The model takes a sequence of features calculated from the input sentence and assigns a label to each element of the sequence.
Post-processing of the sequence of labels and tokens is then used to populate the ParsedIngredient object.
The figure below shows the processing pipelines used for training the model and parsing a sentence.
Training and parsing pipelines.#
The first step is normalising the input sentence. The goal of normalisation is to transform certain aspects of the sentence into a standardised form to make it easier for the model to learn the correct labels, and make subsequent post-processing easier too. The Sentence Normalisation page provides more details on this process.

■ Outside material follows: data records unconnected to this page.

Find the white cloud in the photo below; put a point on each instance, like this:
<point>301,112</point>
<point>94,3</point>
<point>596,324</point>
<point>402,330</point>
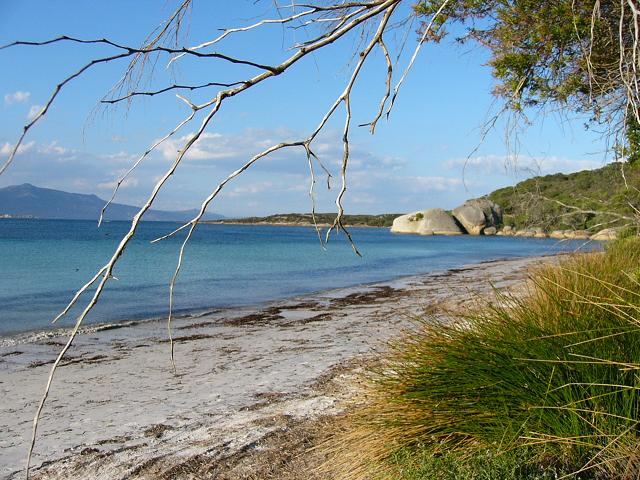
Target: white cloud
<point>119,157</point>
<point>252,189</point>
<point>432,184</point>
<point>16,97</point>
<point>127,183</point>
<point>34,111</point>
<point>53,149</point>
<point>6,148</point>
<point>520,165</point>
<point>210,146</point>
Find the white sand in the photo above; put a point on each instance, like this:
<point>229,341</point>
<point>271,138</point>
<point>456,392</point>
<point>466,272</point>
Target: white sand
<point>116,411</point>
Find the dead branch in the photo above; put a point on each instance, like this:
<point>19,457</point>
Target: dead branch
<point>337,20</point>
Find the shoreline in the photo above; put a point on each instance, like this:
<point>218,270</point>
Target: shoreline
<point>28,336</point>
<point>237,369</point>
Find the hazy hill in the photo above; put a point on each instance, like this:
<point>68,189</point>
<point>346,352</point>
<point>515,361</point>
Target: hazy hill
<point>29,201</point>
<point>589,199</point>
<point>384,220</point>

The second step is feature generation. This is the process of splitting the sentence into tokens. For each token, a set of features are generated which can be based on the token itself or the surrounding tokens. The Feature Generation page provides more details on this process.
Training#
If we are training the model the third step is training. Here we take a large number of example sentences for which we know the correct label sequence and use them to train the model. Once a model has been trained, the fourth step is to evaluate it using example sentences we did not train the model on and that we also know the correct label sequence for.
The Data page provides details on the training data.
The Training page provides details on the model architecture, and training and evaluation steps.
Parsing#
If we are parsing a sentence, the third step is to use the model to label the tokens in the sentence. The Model Usage page provides more details on this process.
Once the sentence tokens have been labelled, the fourth step is to post-process the tokens and labels. The goal of the post-processing is to interpret the sequence of tokens and sequence of labels to determine the different parts of the sentence. In some cases, this is quite straightforward: just group token with the same label. In other cases, we look for particular patterns of tokens and labels to determine the output. The Post-processing page provides more details on this process.